当初在沧澜学宫,为了宋庭芳,他和薛向争风吃醋,被薛向好顿收拾。
此事,被尹天赐视作奇耻大辱。
此时到了自己主场,尹天赐早憋著劲儿了,见薛向竟然与宋庭芳比肩而立,状若神仙眷侣,一张脸阴沉得几乎要滴出水来。

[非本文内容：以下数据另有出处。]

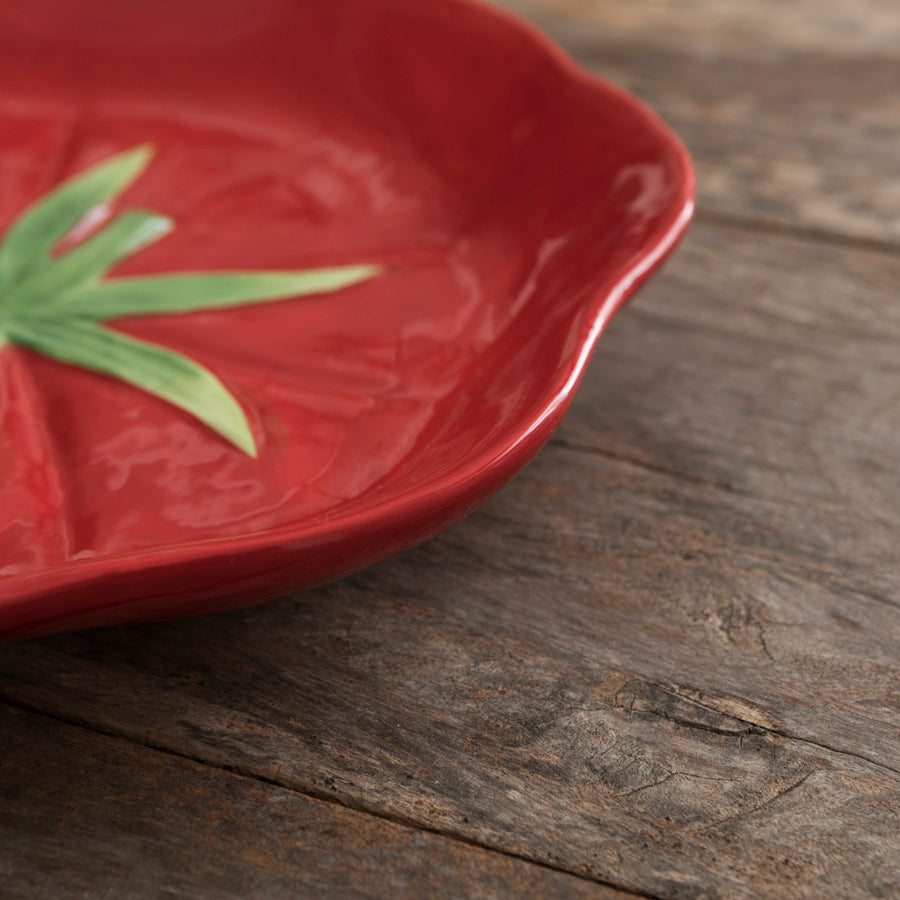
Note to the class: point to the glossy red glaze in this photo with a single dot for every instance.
(514, 200)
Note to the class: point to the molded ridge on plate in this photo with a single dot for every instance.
(511, 201)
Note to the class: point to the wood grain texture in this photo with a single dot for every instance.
(667, 656)
(664, 657)
(790, 110)
(83, 815)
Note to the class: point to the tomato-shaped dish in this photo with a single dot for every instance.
(498, 203)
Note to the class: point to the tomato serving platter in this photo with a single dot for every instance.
(288, 287)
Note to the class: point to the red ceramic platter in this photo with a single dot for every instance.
(513, 201)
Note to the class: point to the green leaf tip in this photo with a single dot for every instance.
(56, 304)
(28, 243)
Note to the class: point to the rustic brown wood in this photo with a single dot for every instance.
(83, 815)
(791, 110)
(667, 656)
(667, 661)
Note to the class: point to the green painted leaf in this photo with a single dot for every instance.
(161, 372)
(194, 291)
(53, 304)
(85, 264)
(27, 244)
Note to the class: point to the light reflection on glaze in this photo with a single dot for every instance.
(503, 193)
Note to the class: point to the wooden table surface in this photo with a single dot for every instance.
(664, 662)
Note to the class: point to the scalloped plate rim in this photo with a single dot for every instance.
(520, 445)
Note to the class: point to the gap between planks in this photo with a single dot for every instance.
(313, 794)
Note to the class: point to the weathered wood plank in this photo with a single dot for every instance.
(816, 26)
(84, 815)
(790, 110)
(491, 705)
(669, 662)
(762, 365)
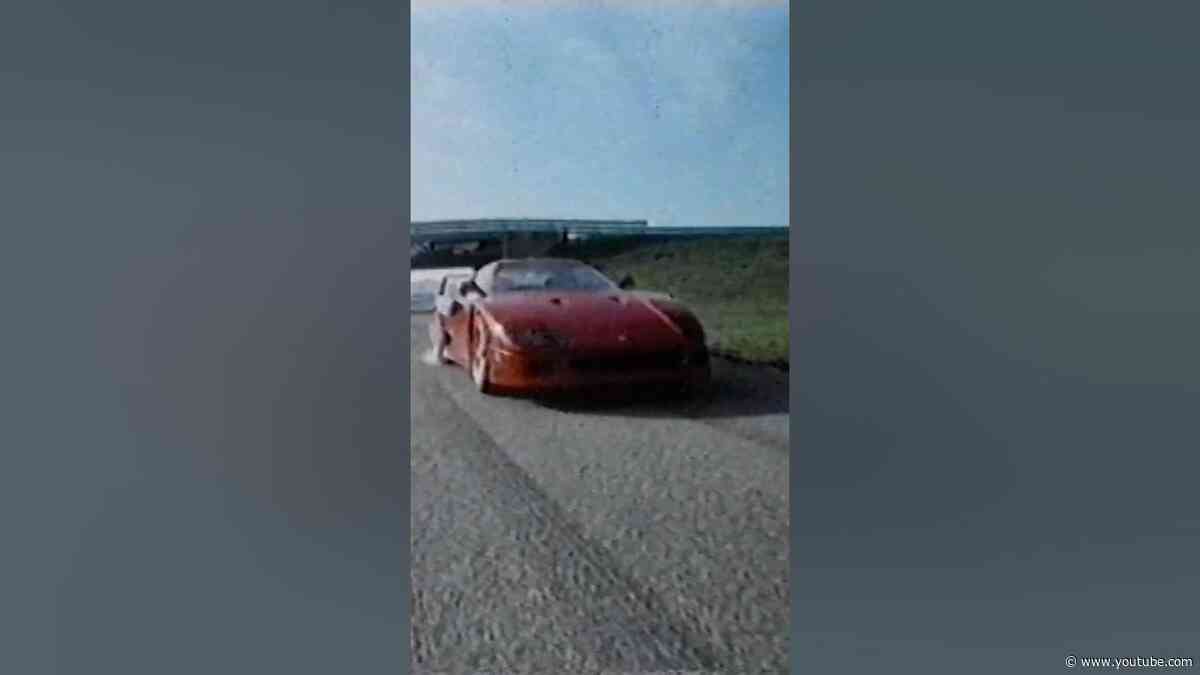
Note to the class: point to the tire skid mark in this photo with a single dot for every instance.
(679, 649)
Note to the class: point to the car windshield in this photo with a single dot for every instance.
(550, 276)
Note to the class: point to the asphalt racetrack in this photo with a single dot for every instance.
(625, 537)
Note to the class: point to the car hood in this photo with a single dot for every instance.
(592, 322)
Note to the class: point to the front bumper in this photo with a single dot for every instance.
(531, 374)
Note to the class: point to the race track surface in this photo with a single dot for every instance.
(630, 537)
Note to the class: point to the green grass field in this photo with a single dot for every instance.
(738, 287)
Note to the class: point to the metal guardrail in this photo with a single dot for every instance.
(454, 231)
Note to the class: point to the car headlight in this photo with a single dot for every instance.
(539, 339)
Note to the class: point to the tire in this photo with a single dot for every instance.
(479, 360)
(438, 338)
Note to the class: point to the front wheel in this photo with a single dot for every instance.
(479, 369)
(438, 338)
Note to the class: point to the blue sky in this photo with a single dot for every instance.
(666, 111)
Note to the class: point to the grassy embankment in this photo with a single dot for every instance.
(738, 287)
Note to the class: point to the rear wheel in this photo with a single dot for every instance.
(479, 369)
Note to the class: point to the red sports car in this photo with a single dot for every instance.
(544, 326)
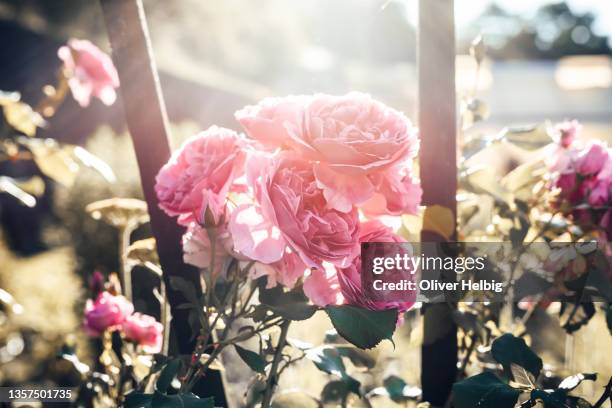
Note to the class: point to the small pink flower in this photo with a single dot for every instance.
(290, 200)
(322, 286)
(566, 182)
(199, 175)
(349, 139)
(350, 277)
(90, 72)
(107, 312)
(599, 190)
(567, 132)
(592, 159)
(144, 330)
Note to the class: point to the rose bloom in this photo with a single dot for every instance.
(107, 312)
(144, 330)
(294, 212)
(90, 72)
(348, 138)
(199, 175)
(350, 277)
(592, 159)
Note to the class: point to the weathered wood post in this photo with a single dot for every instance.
(438, 164)
(147, 122)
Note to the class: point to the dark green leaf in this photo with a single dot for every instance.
(329, 360)
(399, 391)
(359, 358)
(334, 392)
(190, 400)
(185, 288)
(292, 305)
(167, 375)
(252, 359)
(484, 390)
(573, 381)
(160, 400)
(294, 399)
(361, 327)
(138, 400)
(509, 349)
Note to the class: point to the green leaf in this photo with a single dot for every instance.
(361, 327)
(573, 381)
(185, 288)
(252, 359)
(399, 391)
(160, 400)
(329, 360)
(167, 375)
(294, 399)
(509, 349)
(138, 400)
(292, 305)
(190, 400)
(360, 358)
(484, 390)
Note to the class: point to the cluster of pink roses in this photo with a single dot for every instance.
(115, 312)
(297, 195)
(583, 176)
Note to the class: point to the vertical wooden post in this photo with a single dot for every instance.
(437, 123)
(147, 122)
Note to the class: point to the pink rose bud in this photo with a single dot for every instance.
(90, 72)
(568, 131)
(106, 312)
(144, 330)
(592, 159)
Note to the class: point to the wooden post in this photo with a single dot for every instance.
(438, 164)
(147, 122)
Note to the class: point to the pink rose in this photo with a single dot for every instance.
(606, 224)
(350, 277)
(598, 195)
(199, 175)
(566, 182)
(90, 72)
(398, 193)
(286, 271)
(144, 330)
(290, 201)
(106, 312)
(322, 286)
(567, 132)
(592, 159)
(348, 138)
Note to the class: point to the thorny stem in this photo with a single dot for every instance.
(606, 395)
(125, 272)
(273, 375)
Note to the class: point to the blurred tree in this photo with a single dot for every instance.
(553, 32)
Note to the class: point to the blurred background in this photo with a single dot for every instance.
(545, 60)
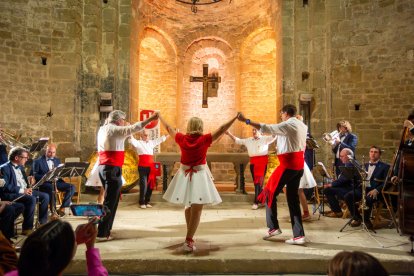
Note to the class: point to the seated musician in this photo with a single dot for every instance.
(8, 213)
(44, 164)
(3, 150)
(346, 139)
(377, 172)
(408, 143)
(17, 186)
(337, 190)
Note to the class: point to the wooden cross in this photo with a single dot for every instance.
(206, 80)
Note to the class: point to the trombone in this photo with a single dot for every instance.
(330, 137)
(11, 140)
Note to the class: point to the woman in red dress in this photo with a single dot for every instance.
(192, 185)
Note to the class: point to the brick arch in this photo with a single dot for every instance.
(157, 73)
(258, 77)
(217, 53)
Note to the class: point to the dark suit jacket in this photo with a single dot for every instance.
(380, 172)
(3, 154)
(10, 189)
(40, 167)
(343, 181)
(349, 142)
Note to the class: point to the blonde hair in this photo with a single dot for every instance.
(346, 125)
(195, 126)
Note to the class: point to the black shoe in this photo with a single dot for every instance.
(355, 223)
(369, 225)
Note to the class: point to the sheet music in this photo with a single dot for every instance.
(324, 169)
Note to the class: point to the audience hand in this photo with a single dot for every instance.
(408, 123)
(28, 191)
(86, 233)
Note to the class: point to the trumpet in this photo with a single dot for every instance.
(11, 140)
(330, 137)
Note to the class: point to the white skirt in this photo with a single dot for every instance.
(307, 181)
(199, 190)
(94, 180)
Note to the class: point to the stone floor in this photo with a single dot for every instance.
(229, 241)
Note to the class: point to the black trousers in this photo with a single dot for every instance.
(145, 191)
(290, 178)
(258, 187)
(111, 178)
(7, 218)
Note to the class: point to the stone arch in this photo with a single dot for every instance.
(259, 62)
(220, 57)
(157, 73)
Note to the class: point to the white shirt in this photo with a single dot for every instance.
(371, 170)
(342, 139)
(112, 137)
(291, 135)
(256, 147)
(21, 183)
(146, 147)
(50, 164)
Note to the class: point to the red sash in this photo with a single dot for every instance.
(259, 165)
(147, 160)
(111, 158)
(291, 161)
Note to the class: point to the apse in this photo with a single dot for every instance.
(238, 40)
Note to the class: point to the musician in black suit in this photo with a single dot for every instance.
(377, 172)
(44, 164)
(17, 185)
(3, 150)
(346, 139)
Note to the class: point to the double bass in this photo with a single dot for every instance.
(403, 168)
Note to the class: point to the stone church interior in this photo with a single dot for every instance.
(65, 65)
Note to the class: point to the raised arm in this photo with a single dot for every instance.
(169, 129)
(220, 131)
(243, 119)
(230, 135)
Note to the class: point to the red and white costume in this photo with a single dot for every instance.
(193, 182)
(291, 144)
(145, 150)
(257, 148)
(111, 140)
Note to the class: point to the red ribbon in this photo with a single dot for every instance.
(291, 161)
(259, 165)
(190, 171)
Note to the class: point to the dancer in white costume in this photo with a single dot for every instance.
(192, 185)
(95, 181)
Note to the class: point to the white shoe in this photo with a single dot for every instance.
(189, 246)
(271, 233)
(297, 240)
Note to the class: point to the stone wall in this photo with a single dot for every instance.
(357, 53)
(41, 100)
(86, 44)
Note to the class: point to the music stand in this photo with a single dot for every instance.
(325, 176)
(73, 169)
(311, 143)
(49, 176)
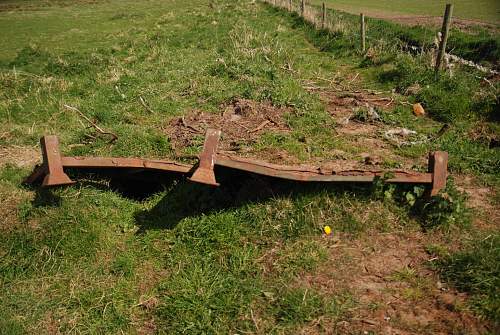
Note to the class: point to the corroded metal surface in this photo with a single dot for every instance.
(305, 174)
(55, 175)
(53, 164)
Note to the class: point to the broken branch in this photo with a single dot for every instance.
(114, 137)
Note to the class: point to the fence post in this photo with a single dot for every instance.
(363, 32)
(323, 16)
(444, 35)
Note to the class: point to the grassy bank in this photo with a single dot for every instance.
(249, 257)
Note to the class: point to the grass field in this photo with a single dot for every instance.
(482, 11)
(250, 257)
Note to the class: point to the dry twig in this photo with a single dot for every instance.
(114, 137)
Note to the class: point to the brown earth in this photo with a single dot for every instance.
(242, 122)
(20, 156)
(436, 21)
(389, 276)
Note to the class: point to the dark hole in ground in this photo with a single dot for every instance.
(183, 199)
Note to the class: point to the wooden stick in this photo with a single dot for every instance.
(99, 129)
(323, 16)
(444, 35)
(363, 32)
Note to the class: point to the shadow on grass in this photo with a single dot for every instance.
(186, 199)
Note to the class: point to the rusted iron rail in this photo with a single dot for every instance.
(52, 169)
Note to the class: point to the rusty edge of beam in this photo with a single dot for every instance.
(314, 175)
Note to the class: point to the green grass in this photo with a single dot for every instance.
(484, 10)
(187, 259)
(476, 270)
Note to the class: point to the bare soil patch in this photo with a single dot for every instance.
(395, 290)
(19, 156)
(433, 21)
(242, 122)
(365, 134)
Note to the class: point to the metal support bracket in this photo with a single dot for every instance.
(52, 163)
(438, 167)
(205, 171)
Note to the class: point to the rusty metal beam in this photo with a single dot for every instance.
(204, 174)
(438, 167)
(53, 164)
(314, 174)
(120, 162)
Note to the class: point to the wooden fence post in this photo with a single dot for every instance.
(444, 35)
(323, 16)
(363, 32)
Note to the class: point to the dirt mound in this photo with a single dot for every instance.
(242, 122)
(19, 156)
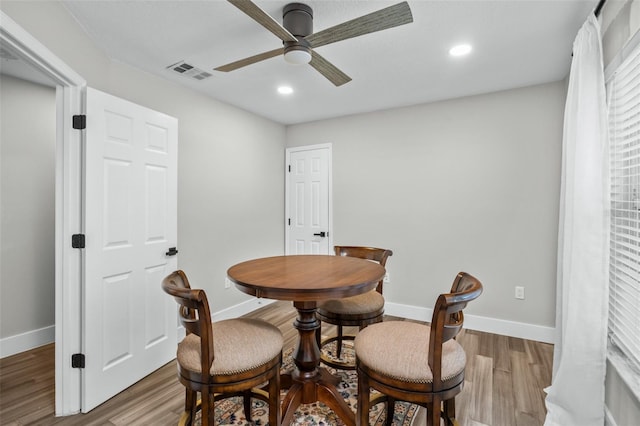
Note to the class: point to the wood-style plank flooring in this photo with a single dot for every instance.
(505, 378)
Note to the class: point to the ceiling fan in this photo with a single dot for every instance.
(299, 40)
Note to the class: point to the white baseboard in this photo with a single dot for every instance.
(240, 309)
(474, 322)
(608, 417)
(23, 342)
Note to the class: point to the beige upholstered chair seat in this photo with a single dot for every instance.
(404, 353)
(371, 301)
(229, 335)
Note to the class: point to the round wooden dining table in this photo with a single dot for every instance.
(306, 279)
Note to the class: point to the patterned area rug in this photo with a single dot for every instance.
(230, 412)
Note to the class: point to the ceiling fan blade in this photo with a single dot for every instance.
(327, 69)
(383, 19)
(250, 60)
(263, 18)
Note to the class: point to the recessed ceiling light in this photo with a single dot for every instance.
(285, 90)
(460, 50)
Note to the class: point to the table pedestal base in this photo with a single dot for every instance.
(321, 388)
(309, 382)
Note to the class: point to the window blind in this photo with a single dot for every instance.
(624, 139)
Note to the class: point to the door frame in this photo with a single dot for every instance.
(70, 91)
(287, 160)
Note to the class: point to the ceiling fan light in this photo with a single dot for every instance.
(297, 56)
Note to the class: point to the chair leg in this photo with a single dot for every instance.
(319, 335)
(449, 411)
(190, 405)
(206, 411)
(246, 399)
(391, 409)
(275, 415)
(433, 412)
(339, 342)
(362, 414)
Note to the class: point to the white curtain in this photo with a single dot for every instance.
(576, 395)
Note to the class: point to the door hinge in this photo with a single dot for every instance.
(77, 361)
(80, 122)
(77, 241)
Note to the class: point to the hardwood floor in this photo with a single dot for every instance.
(504, 384)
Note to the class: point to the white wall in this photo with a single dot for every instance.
(230, 162)
(27, 176)
(469, 184)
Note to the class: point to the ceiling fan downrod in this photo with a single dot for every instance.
(297, 18)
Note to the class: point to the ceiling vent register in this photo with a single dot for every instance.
(189, 70)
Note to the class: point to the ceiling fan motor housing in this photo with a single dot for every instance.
(297, 18)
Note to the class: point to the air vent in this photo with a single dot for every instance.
(7, 54)
(189, 70)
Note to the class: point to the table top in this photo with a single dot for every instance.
(306, 277)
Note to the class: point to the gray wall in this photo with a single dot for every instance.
(27, 179)
(469, 184)
(230, 162)
(620, 23)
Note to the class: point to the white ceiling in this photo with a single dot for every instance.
(516, 43)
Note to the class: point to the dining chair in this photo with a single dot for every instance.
(223, 359)
(358, 311)
(417, 363)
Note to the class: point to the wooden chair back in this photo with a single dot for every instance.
(447, 319)
(193, 310)
(369, 253)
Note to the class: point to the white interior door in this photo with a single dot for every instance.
(308, 200)
(129, 324)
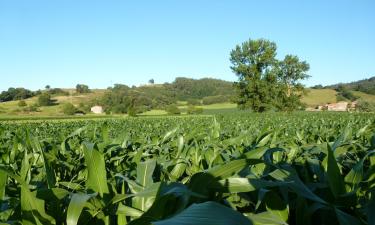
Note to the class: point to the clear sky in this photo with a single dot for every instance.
(99, 43)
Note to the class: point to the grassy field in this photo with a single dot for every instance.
(316, 97)
(10, 109)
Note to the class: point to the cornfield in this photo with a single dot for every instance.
(230, 169)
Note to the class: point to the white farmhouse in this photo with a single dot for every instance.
(97, 109)
(339, 106)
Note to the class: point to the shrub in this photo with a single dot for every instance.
(364, 106)
(69, 109)
(194, 110)
(132, 112)
(22, 103)
(173, 110)
(194, 102)
(215, 99)
(45, 100)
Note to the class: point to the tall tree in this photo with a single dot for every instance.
(290, 72)
(265, 82)
(253, 62)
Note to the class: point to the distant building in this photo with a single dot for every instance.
(339, 106)
(97, 109)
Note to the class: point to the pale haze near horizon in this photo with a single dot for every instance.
(100, 43)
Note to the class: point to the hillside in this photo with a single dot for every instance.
(366, 86)
(12, 108)
(181, 91)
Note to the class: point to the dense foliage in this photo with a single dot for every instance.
(120, 98)
(16, 94)
(82, 88)
(264, 82)
(236, 169)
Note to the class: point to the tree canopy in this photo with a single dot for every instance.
(264, 82)
(82, 88)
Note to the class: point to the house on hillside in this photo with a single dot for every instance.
(97, 109)
(339, 106)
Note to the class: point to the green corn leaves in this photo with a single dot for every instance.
(235, 169)
(96, 173)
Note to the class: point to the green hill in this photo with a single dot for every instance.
(181, 91)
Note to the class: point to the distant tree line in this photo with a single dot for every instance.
(124, 99)
(365, 85)
(16, 94)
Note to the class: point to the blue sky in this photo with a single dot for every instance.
(99, 43)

他心中暗道:「野路子出身的无耻之徒,也敢来桐山坐坛?等会有的是你丢人的时候!」
就在场面陷入短暂的沉寂时,一名面容古板、不苟言笑的老者缓缓站起。
此人手持一卷金丝墨玉简,乃是桐江学派的执法长老苏柄。
他环视全场,朗声道:「我桐江文脉,源起先贤对天道人情的极致叩问。
儒门万派,皆称克己复礼,唯我桐江一脉秉持「性灵说』。
主张「独抒性灵,不拘格套』!
非真性情者,不足以承文道;
非灵光照耀者,不足以统山河!」
苏柄的语气陡然拔高:「坐坛,不仅是名分的确认,更是将个人之「性灵』融入我桐山千年积淀的浩然气中。
一旦成功,便需以护道为己任,外抗妖蛮,内肃纲常。
有道是,在其位,必谋其政;承其重,必尽其责!」
苏柄讲完,将墨玉简重重合上,一股肃穆的法则之力在问道台上荡开。
他目光深邃地看向众人,沉声问道:「既承性灵之重,必得众人之归。
关于薛向坐坛,全场……可有异议?」
「我有异议!」
众人目光齐刷刷投向一位年轻弟子,只见尹天赐猛地站起身来。
他死死盯著薛向,对著首座拱手,声震全场:「大先生,诸位长老!薛向此人,德不配位!他年纪轻轻,虽有几分文采,却毫无文人德行。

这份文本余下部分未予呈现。